The Morph appears to have a grid of sensors, but not with perfect overlap. If you switch into the 3D graph method and slide a small footprinted-object across the surface you’ll likely see the force bump up and down as it transitions from one cell to the next. Assuming you only care about total force and not shape, you might try placing something between the Morph and your object to be weighed - Specifically something somewhat elastic and thicker on the Morph, then something stiff on top of that. That way when the object is placed on top of the two-layer stack, the top layer will spread out the force “evenly”, and the elastic material will try to spread out the force more.
As mentioned, if you move an object around you may see the “bumpiness” of the grid show up. You might try measuring the object’s force total from multiple locations, but same orientation. Then you could average it and see if that gives a more regular measurement.
While not likely, it’s possible that the auto-zeroing of the Morph might be negating some of the force measurements. Not that likely, but perhaps possible.
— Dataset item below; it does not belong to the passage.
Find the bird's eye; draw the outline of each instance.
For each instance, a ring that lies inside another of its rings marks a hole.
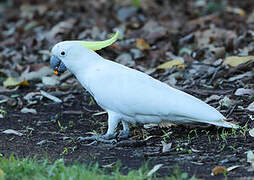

We tried several experiments and figured out that a sensel sensor returns non-linear value. The heavier the real force, the bigger the value than that should be. We would like to know this non-linear curve function. Thank you.
While you can wait for someone at Sensel to respond, you should probably map out the function on your own just in case they never give you the answer you need.
A cheap electronic scale will let you produce some calibrated weights from stacks of coins with perhaps a metal or plastic disk as the base to give you a smooth bottom surface. Then you could easily compute your own curve from that.